Renal blood flow is closely associated with nephron differentiation. A and B: representative images of E13.5 TL (green)-injected kidneys stained for nephron differentiation markers amphyphisin and jagged1 (Amph and Jag; red) and the vasculature (PECAM, blue). A–A″′: amphiphysin (red) staining was found in the early renal vesicles (white arrowheads) and also throughout the nephron progenitors in the neprogenic zone (dotted line). Perfused vessels were found encircling these differentiating structures and also contained within them (yellow arrowheads). B–B″′: similarly, jagged1-positive renal vesicles (white arrowheads) were observed surrounded by perfused vessels. The vessels were also located within the vesicles (yellow arrowheads).

Fig. 7.

Varying O₂ concentrations mediate the amount of nephron progenitor differentiation. A–F: Six2cre mice bred with a tdTomato reporter mouse (red) were grown under varying O₂ concentrations for 7 days.

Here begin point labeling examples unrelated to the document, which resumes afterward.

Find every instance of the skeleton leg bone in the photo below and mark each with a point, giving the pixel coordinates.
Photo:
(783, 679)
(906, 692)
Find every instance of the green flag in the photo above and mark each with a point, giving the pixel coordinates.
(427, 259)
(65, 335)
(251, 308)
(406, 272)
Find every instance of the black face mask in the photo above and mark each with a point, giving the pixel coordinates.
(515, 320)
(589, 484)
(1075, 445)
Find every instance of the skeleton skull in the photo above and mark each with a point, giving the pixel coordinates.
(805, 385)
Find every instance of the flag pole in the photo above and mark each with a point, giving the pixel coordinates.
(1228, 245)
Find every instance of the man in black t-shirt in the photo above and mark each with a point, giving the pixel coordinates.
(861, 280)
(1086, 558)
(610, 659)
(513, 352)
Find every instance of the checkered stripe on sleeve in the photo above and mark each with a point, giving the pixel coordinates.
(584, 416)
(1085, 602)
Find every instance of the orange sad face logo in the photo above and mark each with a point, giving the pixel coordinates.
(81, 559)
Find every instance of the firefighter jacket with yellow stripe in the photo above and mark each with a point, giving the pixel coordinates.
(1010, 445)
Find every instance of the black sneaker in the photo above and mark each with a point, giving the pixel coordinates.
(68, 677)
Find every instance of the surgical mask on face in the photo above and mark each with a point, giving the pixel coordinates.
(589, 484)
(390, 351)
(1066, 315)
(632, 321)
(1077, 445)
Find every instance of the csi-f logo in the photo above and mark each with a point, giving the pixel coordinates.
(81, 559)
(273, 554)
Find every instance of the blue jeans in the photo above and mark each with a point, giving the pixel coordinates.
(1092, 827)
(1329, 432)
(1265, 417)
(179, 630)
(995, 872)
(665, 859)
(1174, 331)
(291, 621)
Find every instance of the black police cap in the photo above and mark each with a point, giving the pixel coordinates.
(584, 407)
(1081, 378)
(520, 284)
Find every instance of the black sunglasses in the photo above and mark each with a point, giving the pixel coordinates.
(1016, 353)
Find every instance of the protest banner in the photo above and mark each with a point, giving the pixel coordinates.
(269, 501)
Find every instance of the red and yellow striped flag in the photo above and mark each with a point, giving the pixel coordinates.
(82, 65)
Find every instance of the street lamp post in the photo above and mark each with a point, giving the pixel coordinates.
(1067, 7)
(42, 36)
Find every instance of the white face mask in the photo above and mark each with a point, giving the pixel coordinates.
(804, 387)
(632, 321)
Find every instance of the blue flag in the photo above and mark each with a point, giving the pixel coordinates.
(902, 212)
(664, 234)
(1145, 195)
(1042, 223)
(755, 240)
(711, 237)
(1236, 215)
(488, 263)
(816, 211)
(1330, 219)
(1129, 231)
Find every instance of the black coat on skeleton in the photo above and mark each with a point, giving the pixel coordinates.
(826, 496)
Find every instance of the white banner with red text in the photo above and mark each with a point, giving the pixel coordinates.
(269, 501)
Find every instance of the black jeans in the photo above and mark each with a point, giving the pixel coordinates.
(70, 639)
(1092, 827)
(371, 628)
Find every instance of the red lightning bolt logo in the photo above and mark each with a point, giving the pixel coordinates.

A–C: E12.5 kidneys at 0 days of culture showing the kidneys placed in normoxia (A), intermediate hypoxia (B), and hypoxia (C) at developmentally comparable stages. There was a presence of nephron progenitors but no differentiated structures. D–F: after 7 days of culture in normoxia (C), the kidney showed numerous differentiated nephron structures (white arrowheads), whereas a stepwise reduction in the number of glomerular structures was observed in the intermediate (E) and hypoxic (F) conditions. G–I: representative whole mount images of PECAM staining in explants at various O₂ concentrations. Under the normal O₂ concentration (G), significant differentiation and patterning of vessels were observed. There was still relatively well-defined differentiation at 3% O₂ concentration (H), but a complete lack of vascular organization was observed in the 1% O₂ concentration (I).